Kinetta, 2005

Something of a hybrid between Tsai Ming-liang’s eccentric, temp morts snapshots of human idiosyncrasy crossed with the glacially paced visual abstraction of Sharunas Bartas (most notably, The Corridor and Few of Us) by way of Philippe Grandrieux’s murky, destabilized, and defocused gaze (in particular, Sombre), Yorgos Lanthimos creates a languid, elliptically fractured, and maddeningly opaque, yet strangely transfixing and, on rare occasion, even sublime meditation on ennui, desolation, and ritual in Kinetta.

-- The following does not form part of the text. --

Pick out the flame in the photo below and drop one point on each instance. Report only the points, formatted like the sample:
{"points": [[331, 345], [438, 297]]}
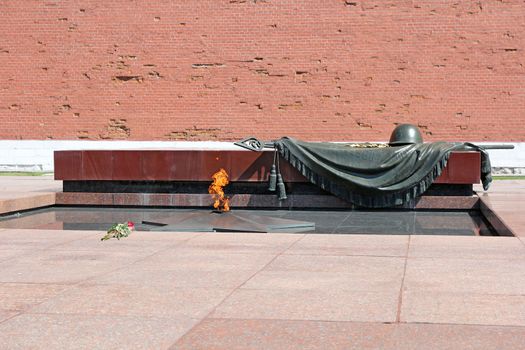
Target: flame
{"points": [[220, 179]]}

Ostensibly structured as a metafilm (a premise that echoes Tsai’s The River and The Wayward Cloud), the film follows the curious activities of a threadbare amateur film crew as they set out to re-enact episodes from recent murder cases for unspecified (and perhaps indeterminate) motives at a near empty, off-season seaside hotel: an emotionally troubled chambermaid who seems to be more consumed with deciphering the lives of the hotel guests by lingering in their vacated rooms and going through their toiletries and personal effects than in completing her tasks efficiently; a printing and photography reproduction shop worker who aspires to become a filmmaker even as he seems oblivious to practical notions of customer requirements and working deadlines; a plainclothes police officer who devotes more of his time transcribing the details of the murders for their re-enactment project than in the actual solving of the cases. Chronicling the film crew’s oppressive silence, introversion, and awkward interaction, Lanthimos captures the unarticulated despair behind their morbid obsession to create an incisive (if frustrating) exposition on loneliness, longing, and the human search for transitory connection.